We can specially archive any particular database named “dbname” to a file named “fname” by executing the command “pg_dump -f fname dbname” as the user “postgres”.
To restore any database from its archived file, we must (at least during the restoration) make the database’s owner a superuser in the database cluster. That user makes the “/var/local/archives/dbms” directory current, then deletes the database with the “dropdb” command. The user then executes the “createdb -T template0” command, appending the database name as the last argument. The user then executes the “psql” command, giving the name of that database as the command argument, e.g. “psql ac”. If we are restoring the database to a fresh database cluster, we then assure that any users with privileges on any objects in the database already exist in the cluster; for this purpose, the user issues the applicable statements. For all databases, they are “create role pool login createdb” and “create role smc login”. For “panlex” and “ac”, they also include “create role apache login”. For “cal”, they also include “create role webcalng login”. Finally, the user, still in psql, issues the “\i” command, giving the file name as the argument, e.g. “\i ac_dump”. (The dump file contains a create-language command that only a superuser is permitted to execute.) The confirmation messages after this command should contain no warnings and no errors. This procedure is the only one that seems to work, among those described in the PostgreSQL documentation.
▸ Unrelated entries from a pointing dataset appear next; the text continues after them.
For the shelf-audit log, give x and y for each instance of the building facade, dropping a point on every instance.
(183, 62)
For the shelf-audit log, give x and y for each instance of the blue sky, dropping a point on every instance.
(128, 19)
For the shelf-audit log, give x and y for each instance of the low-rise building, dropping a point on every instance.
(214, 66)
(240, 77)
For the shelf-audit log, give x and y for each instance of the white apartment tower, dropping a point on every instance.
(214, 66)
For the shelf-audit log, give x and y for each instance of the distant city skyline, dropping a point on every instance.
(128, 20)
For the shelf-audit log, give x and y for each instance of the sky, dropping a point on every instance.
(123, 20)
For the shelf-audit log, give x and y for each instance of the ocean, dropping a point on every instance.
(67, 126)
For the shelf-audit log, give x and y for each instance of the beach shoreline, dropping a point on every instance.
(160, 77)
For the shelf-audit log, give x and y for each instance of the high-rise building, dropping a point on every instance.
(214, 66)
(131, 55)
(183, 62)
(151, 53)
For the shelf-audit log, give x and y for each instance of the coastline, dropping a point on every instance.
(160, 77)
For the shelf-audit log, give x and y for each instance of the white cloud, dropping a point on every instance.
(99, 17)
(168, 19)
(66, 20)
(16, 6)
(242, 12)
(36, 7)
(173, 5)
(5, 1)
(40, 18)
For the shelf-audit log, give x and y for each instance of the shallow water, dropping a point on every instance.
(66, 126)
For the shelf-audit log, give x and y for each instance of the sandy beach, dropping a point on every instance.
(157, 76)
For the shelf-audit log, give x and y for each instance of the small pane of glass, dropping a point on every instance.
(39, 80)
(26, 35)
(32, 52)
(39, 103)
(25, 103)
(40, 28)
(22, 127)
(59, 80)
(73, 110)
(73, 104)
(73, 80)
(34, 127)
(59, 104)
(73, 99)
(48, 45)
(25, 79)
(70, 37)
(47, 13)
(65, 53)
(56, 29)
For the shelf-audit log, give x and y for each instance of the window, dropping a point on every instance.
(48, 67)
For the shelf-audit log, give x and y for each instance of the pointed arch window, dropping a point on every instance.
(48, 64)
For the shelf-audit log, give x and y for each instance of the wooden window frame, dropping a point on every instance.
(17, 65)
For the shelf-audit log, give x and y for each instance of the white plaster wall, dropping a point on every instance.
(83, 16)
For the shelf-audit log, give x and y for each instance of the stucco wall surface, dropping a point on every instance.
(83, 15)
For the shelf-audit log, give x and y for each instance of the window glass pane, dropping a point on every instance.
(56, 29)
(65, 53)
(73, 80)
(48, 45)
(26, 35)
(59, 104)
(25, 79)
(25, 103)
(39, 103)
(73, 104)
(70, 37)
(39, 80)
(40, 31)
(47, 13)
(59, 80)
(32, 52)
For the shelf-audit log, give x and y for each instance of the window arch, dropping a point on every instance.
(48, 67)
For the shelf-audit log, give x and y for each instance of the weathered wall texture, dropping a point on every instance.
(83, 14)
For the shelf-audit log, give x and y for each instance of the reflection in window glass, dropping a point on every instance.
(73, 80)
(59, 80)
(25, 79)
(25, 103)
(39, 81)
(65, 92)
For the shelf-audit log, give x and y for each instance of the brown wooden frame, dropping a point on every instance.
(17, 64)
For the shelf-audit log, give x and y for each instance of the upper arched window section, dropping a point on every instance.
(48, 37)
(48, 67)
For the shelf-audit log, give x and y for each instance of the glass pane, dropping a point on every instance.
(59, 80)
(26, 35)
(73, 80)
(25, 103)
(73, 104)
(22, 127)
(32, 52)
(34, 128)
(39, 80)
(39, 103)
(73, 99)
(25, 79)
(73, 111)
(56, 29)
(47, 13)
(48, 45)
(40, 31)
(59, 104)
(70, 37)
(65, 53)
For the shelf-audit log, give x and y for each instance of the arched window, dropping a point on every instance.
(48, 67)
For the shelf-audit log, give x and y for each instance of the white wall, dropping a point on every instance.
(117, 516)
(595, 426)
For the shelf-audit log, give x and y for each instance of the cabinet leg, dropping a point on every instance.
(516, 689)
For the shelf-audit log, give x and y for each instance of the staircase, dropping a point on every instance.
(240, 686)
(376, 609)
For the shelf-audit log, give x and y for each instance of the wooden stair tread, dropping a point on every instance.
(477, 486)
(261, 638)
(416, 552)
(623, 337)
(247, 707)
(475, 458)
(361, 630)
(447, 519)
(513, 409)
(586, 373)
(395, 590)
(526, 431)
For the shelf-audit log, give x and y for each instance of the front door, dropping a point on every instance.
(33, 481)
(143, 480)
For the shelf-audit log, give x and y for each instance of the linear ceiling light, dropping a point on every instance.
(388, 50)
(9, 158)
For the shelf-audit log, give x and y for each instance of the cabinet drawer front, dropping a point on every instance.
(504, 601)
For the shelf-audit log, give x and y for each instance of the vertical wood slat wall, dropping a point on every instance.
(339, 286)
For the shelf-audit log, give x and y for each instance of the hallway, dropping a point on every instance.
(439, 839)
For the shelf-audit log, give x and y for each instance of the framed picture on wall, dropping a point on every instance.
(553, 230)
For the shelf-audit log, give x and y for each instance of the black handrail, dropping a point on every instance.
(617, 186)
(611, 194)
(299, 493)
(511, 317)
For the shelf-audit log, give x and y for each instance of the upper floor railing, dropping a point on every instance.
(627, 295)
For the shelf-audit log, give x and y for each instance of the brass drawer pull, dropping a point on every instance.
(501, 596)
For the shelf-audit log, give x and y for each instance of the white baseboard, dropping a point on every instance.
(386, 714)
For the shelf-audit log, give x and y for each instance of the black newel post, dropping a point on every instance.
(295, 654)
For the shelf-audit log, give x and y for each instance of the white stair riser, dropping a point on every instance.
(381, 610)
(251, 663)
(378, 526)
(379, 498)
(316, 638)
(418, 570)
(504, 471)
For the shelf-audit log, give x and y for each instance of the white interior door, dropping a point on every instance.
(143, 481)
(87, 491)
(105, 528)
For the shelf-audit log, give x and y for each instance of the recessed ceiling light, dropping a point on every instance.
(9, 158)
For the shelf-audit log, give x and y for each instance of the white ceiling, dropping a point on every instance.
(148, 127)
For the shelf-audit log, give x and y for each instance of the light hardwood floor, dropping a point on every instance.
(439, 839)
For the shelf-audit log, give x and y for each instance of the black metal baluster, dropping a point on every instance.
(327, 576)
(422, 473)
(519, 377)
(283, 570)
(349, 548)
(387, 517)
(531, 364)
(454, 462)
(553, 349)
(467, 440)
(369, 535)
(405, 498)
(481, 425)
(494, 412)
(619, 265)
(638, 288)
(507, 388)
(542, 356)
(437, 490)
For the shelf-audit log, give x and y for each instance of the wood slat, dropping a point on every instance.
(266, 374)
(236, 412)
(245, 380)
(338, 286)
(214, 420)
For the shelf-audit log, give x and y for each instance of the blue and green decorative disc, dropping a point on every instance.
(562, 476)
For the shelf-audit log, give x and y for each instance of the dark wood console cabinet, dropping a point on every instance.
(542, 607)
The current version’s PostgreSQL documentation is accessible via an HTML client at "http://utilika.org/pgdoc". We have provided for this access in "/etc/httpd/conf/httpd.conf". If the directory containing the documentation changes, and we amend httpd.conf accordingly (in 2 places where the string "postgresql" appears), after which we execute "apachectl restart".